Excessive trading (also known as frequent trading or market timing) is the practice of buying and selling investments frequently in an attempt to capitalize on short-term movements or pricing disparities in the market. This practice increases fund expenses, which results in higher fees and adversely affects fund performance for all shareholders invested in the fund.
Excessive Trading Policy
Designed to protect participants from the potential negative impacts of market timing, our excessive trading policy imposes a 6/11/20 rule.
If a participant makes six or more trades over one calendar quarter, they will receive a warning letter. If a participant makes 11 trades over two consecutive quarters, the participant must send their exchange requests through the U.S. mail for the remainder of that year. If a participant reaches 20 trades in one calendar year, all future trade requests must be submitted through the U.S. mail for the remainder of that year.
Trading that is deemed excessive may also result in suspension of buy exchange privileges at the request of the mutual fund or by subjective review of the Administrative Service Agency.
International Equity Funds and Emerging Markets Fund Restrictions
A 60-day re-purchase restriction is applicable to both of the Plan’s developed-market International Equity Funds.

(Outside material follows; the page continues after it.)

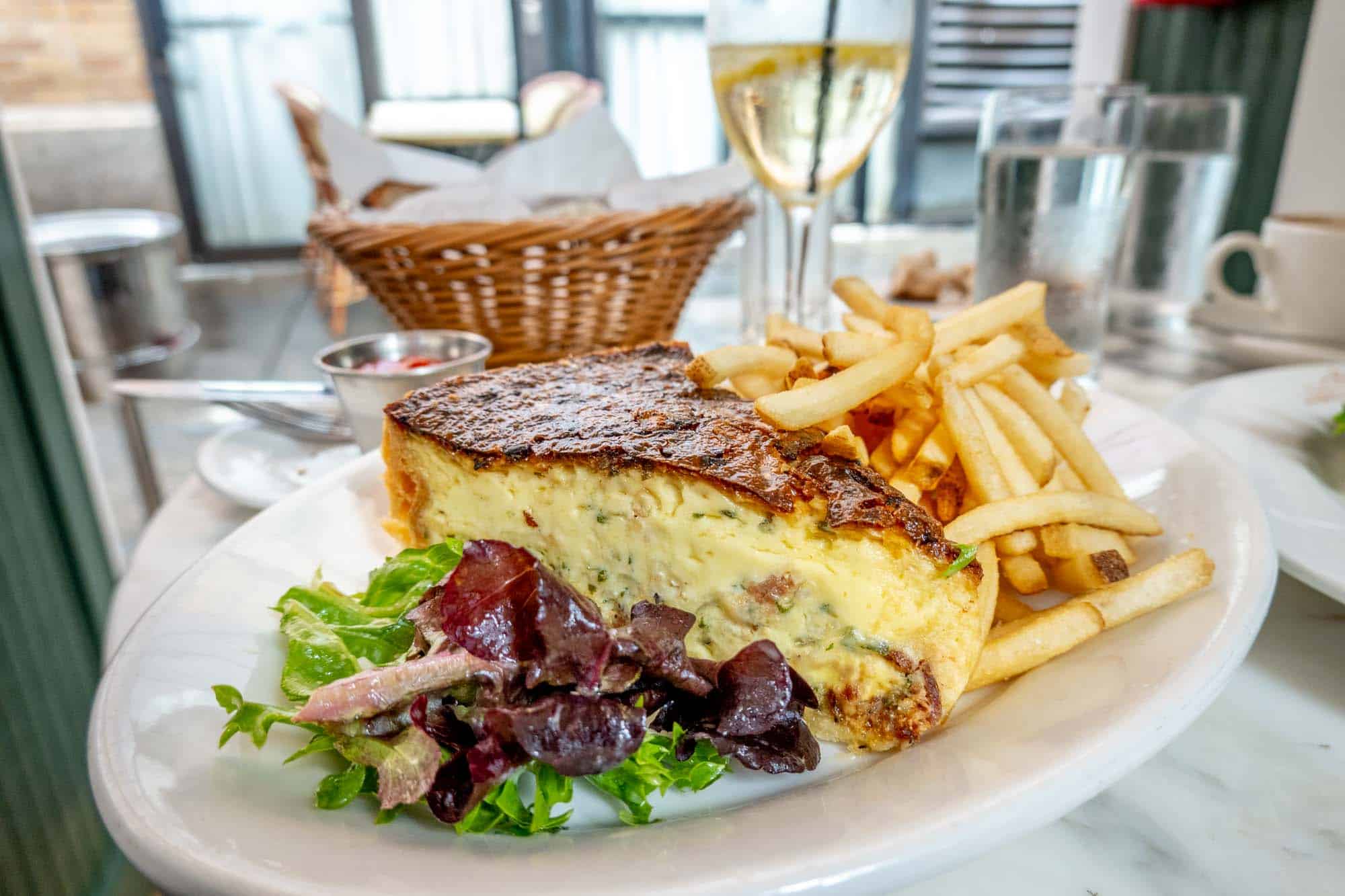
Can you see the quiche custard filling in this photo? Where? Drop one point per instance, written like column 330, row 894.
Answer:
column 863, row 615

Participants are permitted to exchange assets from either of the International Equity options, but are not able to re-purchase shares in these funds during the following 60 calendar-days. Direct transfers are not permitted between the International Equity Fund – Active Portfolio and the International Equity Fund – Index Portfolio and an exchange out of either of these fund options will prohibit an exchange into either fund for a 60-day period. The 60-day re-purchase restriction also applies to the Morgan Stanley Emerging Markets Portfolio. Participants are permitted to exchange assets out of the Morgan Stanley Emerging Markets Fund, but are not able to re-purchase shares in this fund during the following 60 calendar-days. Please also refer to the redemption fee information below.

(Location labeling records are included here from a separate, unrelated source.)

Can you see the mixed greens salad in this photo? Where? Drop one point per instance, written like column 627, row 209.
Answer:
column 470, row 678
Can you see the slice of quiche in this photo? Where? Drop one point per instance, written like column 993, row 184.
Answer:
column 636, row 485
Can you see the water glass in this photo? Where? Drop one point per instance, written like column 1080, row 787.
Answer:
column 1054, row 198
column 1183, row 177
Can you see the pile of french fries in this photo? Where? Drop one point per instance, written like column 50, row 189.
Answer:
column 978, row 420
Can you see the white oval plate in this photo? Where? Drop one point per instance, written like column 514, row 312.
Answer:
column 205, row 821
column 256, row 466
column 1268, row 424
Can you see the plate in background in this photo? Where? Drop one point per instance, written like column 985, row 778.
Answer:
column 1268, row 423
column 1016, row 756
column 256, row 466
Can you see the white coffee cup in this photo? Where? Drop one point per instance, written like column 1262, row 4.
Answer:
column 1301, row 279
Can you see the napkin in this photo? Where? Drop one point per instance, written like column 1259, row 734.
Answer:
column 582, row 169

Mutual Fund Redemption Fees
A number of mutual fund companies impose mandatory, fund-specific redemption fees. Plan participants should be aware that the Plan is required to administer redemption fees on behalf of the mutual funds that impose them. A redemption fee is assessed when shares in a mutual fund are bought and sold within a specific timeframe. The Trading Restrictions and Redemption Fees Brochure lists the investment option(s) that currently impose redemption fees. The investment options that impose a redemption fee, the amount of the fee, and the minimum holding period can change at any time.